Bitcoin reached a weekly high on March 13, trading briefly near $72,000. The surge pushed the token back above the key $70,000 level, showing resilience despite rising geopolitical tensions between the United States and Iran.
Bitcoin was trading around $71,400, up about 1.2% on the day. Analysts say the rebound comes even though global risk sentiment is fragile, and uncertainty in oil markets typically weighs on speculative assets like BTC.
On-chain data indicates that many traders are still skeptical of the rally. Funding rates on Binance have remained negative for about a week, meaning most leveraged traders are betting against further price gains.
Interestingly, extreme negative funding rates can sometimes fuel further upside. If BTC continues rising, short sellers may be forced to close positions, triggering a short squeeze and accelerating the rally.
Technical indicators support the bullish case. The Relative Strength Index (RSI) sits around 54, suggesting growing momentum while remaining far from overbought. The Awesome Oscillator has also shifted from negative territory in February to positive bars above zero, signaling fading bearish pressure.

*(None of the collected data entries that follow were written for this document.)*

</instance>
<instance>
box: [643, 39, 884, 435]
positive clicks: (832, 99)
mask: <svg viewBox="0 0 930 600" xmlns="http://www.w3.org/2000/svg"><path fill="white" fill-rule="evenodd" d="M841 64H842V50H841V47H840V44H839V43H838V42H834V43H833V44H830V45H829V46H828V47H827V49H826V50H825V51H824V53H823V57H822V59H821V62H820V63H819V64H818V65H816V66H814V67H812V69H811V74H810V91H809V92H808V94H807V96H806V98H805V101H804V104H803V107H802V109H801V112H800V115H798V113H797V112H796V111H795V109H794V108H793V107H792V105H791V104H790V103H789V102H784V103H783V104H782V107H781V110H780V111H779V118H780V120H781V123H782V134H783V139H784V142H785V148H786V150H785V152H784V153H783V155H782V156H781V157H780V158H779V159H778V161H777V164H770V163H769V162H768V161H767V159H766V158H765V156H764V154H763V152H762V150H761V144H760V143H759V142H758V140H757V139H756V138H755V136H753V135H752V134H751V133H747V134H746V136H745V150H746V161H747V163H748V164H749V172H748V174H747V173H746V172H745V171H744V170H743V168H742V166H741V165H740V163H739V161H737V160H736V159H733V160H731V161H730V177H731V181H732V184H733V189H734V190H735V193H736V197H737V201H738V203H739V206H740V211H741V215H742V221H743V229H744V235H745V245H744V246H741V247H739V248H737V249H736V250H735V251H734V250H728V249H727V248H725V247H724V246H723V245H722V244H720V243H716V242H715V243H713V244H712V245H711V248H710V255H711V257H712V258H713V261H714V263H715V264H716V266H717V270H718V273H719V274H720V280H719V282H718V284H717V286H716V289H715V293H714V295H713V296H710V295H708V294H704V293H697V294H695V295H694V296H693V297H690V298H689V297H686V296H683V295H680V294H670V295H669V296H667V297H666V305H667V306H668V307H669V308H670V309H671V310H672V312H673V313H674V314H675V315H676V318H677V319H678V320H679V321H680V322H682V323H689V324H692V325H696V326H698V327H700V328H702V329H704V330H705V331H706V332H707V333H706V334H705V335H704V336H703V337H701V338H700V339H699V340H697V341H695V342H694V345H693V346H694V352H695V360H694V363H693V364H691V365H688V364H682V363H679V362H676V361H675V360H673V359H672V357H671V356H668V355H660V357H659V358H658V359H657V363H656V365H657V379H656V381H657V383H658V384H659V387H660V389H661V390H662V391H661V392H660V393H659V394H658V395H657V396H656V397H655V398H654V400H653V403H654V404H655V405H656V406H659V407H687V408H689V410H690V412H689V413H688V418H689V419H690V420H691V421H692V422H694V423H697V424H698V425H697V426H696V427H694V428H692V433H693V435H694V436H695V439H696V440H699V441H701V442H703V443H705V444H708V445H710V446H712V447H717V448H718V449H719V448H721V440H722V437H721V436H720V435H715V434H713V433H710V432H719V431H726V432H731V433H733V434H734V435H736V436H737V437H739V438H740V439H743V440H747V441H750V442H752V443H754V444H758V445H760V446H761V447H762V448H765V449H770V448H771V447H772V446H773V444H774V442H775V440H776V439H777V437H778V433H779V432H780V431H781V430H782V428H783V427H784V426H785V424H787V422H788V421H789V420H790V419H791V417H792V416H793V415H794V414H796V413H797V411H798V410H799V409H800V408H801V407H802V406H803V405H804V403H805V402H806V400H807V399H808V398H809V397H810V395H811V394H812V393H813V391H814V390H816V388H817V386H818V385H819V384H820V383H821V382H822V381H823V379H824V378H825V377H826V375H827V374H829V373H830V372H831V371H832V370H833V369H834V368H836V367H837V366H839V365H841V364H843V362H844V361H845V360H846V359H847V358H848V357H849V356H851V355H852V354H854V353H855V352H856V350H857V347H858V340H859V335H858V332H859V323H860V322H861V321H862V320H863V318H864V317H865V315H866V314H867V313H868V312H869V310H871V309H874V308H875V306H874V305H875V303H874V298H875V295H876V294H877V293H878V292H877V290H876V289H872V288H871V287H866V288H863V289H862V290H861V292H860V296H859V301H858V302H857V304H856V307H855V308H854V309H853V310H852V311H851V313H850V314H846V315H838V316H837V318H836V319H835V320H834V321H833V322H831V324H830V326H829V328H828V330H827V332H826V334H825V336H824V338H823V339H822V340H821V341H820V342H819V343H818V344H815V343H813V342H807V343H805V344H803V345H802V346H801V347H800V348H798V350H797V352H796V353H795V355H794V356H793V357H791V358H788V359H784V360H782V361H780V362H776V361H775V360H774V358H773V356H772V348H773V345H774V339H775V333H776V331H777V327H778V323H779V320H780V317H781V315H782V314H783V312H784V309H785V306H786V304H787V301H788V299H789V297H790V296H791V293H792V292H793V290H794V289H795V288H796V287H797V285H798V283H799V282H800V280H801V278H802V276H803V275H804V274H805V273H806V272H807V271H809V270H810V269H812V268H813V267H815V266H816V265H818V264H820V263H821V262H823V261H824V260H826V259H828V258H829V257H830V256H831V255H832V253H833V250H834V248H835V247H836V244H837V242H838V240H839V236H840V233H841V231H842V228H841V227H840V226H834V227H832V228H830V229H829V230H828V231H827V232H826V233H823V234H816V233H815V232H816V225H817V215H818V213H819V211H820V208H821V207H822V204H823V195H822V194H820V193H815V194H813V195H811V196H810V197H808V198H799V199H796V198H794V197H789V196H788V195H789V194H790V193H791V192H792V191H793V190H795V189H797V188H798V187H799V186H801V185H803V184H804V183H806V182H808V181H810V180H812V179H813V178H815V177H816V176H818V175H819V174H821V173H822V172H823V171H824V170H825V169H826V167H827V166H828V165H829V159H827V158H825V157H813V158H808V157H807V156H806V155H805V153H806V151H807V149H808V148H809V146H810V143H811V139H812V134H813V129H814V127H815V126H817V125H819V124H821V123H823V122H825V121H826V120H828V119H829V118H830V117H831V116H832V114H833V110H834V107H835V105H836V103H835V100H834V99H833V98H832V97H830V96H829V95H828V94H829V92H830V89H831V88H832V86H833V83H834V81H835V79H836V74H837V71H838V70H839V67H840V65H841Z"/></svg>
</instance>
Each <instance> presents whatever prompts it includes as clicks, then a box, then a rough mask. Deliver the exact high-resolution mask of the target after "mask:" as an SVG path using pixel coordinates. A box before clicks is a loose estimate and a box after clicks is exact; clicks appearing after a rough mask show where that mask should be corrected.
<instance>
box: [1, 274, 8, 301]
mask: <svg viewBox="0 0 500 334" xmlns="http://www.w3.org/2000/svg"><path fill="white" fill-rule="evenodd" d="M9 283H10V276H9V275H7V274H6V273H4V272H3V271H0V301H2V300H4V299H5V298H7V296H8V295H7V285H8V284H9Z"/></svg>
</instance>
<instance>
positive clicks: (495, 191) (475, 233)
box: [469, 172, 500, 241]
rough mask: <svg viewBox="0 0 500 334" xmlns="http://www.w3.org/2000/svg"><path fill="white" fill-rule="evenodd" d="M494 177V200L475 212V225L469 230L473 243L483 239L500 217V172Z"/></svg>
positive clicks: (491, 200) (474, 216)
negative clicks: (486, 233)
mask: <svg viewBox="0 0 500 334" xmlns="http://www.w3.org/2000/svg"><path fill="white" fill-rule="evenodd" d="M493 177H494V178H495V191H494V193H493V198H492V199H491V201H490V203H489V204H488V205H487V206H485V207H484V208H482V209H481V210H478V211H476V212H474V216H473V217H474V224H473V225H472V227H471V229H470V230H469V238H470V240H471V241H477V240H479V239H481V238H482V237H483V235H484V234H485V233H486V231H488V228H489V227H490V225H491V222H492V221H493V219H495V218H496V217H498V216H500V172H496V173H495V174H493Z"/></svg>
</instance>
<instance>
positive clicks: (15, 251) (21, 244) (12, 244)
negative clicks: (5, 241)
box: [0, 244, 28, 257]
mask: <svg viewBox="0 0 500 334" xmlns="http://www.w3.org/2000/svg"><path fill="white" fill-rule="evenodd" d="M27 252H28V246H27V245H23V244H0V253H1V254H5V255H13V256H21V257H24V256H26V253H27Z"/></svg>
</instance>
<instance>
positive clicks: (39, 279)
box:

Immediate resistance is seen near $72,000. If BTC breaks that level, the next targets could be $75,000. On the downside, support sits between $68,000 and $69,000, while $70,000 remains a critical psychological level to maintain bullish momentum.
Overall, Bitcoin’s performance shows strong recovery and growing optimism in the market, even as geopolitical risks and short positions remain in play.